Liputan6.com, Jakarta Panglima militer Thailand Prayut Chan-O-cha kembali terpilih sebagai perdana menteri pada Rabu 5 Juni 2019. Dia merupakan pemimpin sipil pertama sejak kudeta terakhir pada 2014 lalu, yang juga digerakkan olehnya.
Prayut berhasil menang dalam pemungutan suara oleh parlemen Thailand yang dikuasai barisan konservatif, terutama dari pihak tentara kerajaan.
Dikutip dari Channel News Asia pada Kamis (6/6/2019), Prayut menyingkirkan penantang tunggalnya, miliarder kharismatik berusia 40 tahun yang memimpin blok anti-militer, Thanathorn Juangroongruangkit.
Advertisement
Baca Juga
Secara keseluruhan, Prayut berhasil mengumpulkan 500 suara, dibandingkan Thanathorn yang hanya mampu meraih 244 dukungan.
Kemenangan Prayut, yang merupakan pensiunan jenderal, dijamin oleh dukungan dari senat Thailand beranggotakan 250 orang, dan dipilih secara konstitusional terbatas, bukan melalui pemilu.
Sistem pemilihan perdana menteri Thailand mengandalkan raihan surara terbanyak dari jajak pendapat parlemen, yang anggota terbarunya saat ini terpilih melalui pemilu pada Maret lalu.
Banyak pengamat mengatakan bahwa Senat Thailand, yang dikuasai oleh koalisi pemerintah militer, telah lebih dulu memastikan dukungan besar bagi Prayut Chan-O-Cha.

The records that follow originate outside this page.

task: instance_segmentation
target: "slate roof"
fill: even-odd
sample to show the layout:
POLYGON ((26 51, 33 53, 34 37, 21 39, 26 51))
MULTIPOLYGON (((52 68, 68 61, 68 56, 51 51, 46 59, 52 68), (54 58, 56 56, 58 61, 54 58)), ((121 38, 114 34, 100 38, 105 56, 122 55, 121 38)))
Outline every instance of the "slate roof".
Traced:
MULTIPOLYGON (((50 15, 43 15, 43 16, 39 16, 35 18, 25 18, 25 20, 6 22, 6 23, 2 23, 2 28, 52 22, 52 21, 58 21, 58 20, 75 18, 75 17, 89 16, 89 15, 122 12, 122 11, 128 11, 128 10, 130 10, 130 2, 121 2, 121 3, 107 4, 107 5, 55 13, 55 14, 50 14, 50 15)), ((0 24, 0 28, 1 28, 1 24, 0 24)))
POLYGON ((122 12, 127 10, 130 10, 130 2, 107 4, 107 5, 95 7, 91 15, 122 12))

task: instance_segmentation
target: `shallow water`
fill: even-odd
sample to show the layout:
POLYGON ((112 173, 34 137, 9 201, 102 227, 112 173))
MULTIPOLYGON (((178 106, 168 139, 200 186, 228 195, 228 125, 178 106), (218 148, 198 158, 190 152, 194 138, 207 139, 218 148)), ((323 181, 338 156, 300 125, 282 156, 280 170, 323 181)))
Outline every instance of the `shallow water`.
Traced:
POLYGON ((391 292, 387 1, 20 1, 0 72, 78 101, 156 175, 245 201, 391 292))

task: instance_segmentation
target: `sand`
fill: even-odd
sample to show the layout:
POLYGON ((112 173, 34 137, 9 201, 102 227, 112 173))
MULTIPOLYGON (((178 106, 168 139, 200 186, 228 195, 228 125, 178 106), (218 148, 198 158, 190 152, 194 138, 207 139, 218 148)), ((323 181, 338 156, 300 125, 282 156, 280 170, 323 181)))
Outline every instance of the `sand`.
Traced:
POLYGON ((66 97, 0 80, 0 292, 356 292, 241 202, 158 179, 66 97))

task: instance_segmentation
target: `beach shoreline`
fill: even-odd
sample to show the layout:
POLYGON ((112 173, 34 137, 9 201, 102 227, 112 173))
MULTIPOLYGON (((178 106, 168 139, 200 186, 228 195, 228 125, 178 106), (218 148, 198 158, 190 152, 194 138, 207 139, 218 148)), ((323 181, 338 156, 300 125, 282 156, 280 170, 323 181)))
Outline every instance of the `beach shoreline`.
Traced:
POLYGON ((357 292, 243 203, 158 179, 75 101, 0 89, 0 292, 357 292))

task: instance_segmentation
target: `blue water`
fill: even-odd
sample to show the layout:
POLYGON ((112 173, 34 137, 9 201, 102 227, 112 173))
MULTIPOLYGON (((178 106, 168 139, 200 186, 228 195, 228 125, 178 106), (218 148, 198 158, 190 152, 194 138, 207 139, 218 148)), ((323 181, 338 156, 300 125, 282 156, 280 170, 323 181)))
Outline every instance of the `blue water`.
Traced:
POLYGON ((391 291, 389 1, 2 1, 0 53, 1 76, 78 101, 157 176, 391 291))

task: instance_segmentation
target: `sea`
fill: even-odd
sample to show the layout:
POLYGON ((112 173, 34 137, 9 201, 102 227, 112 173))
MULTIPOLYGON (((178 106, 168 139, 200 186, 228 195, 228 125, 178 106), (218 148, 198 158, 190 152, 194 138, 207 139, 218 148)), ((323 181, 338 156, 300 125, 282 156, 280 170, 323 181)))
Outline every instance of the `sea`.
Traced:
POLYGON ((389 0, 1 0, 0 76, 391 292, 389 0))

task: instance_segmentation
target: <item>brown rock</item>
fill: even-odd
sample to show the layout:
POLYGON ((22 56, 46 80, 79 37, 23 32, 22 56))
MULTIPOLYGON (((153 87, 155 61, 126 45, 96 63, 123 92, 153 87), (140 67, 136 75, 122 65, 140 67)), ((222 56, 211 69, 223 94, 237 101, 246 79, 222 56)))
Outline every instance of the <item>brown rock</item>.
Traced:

Meski begitu, masih menurut para pengamat, sang pensiunan jenderal berusia 65 tahun itu telah menunjukkan perubahan besar dari citra pemimpin militer berwatak keras yang menggulingkan pemerintah sipil, menjadi sosok perdana menteri yang cenderung bermain taktik, daripada menghardik.
Thailand Masih Terpecah Belah
Meski perdana menteri telah ditetapkan, namun masyarakat Thailand masih terpecah belah pasca kudeta yang bermula 13 tahun lalu, di mana selama itu diwarnai protes jalanan dan pemerintahan sipil berumur pendek.
Para pengamat menilai bahwa akar masalah utamanya adalah pada persaingan antara pembentuk pemerintah konservatif yang condong ke kerajaan, dan desakan partai-partai demokrasi yang didukung oleh kalangan menengah ke bawah, serta kelompok usia muda yang jengah terhadap aturan jenderal.
Prayut Chan-o-Cha dinilai mewakili elit yang berpikiran sempit, dan tidak memiliki visi untuk memerintah sebagai pemimpin sipil, setelah gagal menghidupkan kembali perekonomian Thailand, menjembatani ketidaksetaraan, atau menyembuhkan perpecahan politik.
Advertisement
Seruan Penolakan dari Kelompok Oposisi
Sementara itu, setelah pengumuman hasil jajak pendapat parlemen, pihak oposisi pimpinan Thanathorn Juangroongruangkit bersumpah untuk "bekerja lebih keras" dalam membangun front pro-demokrasi Thailand.
"Diktator tidak bisa menahan angin perubahan selamanya," katanya kepada wartawan.
Dengan kritik pedasnya terhadap militer dan politik konservatif Thailand, Thanathorn dipandang sebagai ancaman serius terhadap kemapanan dalam jangka panjang.
Namun, belakangan dia dikepung oleh kasus-kasus hukum yang bisa membuatnya dilarang berpolitik, dan bahkan terancam dipenjara.
Tuntutan hukum tersebut bahkan membuat Thanathorn tidak bisa memasuki gedung parlemen pada hari Rabu.